PostNapisane: Czw kwi 15, 2010 11:56
przez Angel_
Wczoraj rozmawiałam z babcią koleżanki i przez przypadek napomknęła o pewnej sąsiadce..
Poprosiłam o rozwinięcie wątku i w miare jak opowiadała, ręce mi zaczeły opadać coraz niżej..

Mianowicie od wielu lat sąsiadka na początku domków szeregowych nie kontroluje rozmnażania swoich psów i kotów. Dom i ogródek to podobno jeden wielki syf. Zaraz obok za sciana mieszka córka,która moze bardziej ogarnieta ale równie jak reszta sasiadów bezsilna.

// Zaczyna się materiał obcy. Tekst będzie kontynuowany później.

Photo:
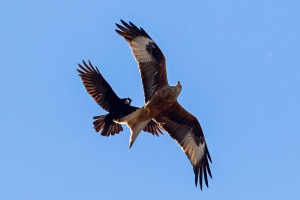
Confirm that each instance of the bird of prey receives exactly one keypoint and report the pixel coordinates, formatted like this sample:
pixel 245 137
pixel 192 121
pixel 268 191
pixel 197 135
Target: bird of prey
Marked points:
pixel 107 99
pixel 161 102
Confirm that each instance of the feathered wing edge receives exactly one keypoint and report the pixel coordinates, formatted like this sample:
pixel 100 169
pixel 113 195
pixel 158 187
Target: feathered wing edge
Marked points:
pixel 185 129
pixel 108 127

Podobno koty mozna wrecz znajdowac co rusz w krzakach rozjechane, potracone , zagryzione- ot 'naturalna' selekcja... Nie kontroluje ich totalnie. Koty chodza chore, z kk ( z opisu wnioskujac) niektore wychudzone, a te co chodza do warsztatu samochodowego nie daleko sa dokarmiane przez pracownikow. Pani daje kotom aspiryne na choroby i uwaza , ze wszystko jest w najlepszym porządku.
Raz córka jak wziela slepy miot do uspienia bez wiedzy, to jej matka zrobiła jej burdę, od morderczyn wyzywała , szyby wybijała w oknach, no cuda na kiju 8O Podobno lubi popić..

Padła liczba kilkudziesieciu kotów ( 40) ale nie sa to potwierdzone informacje. Prosiłam o -w miare mozliwosci- dokładne zorientowanie sie ile tych zwierzat tam jest.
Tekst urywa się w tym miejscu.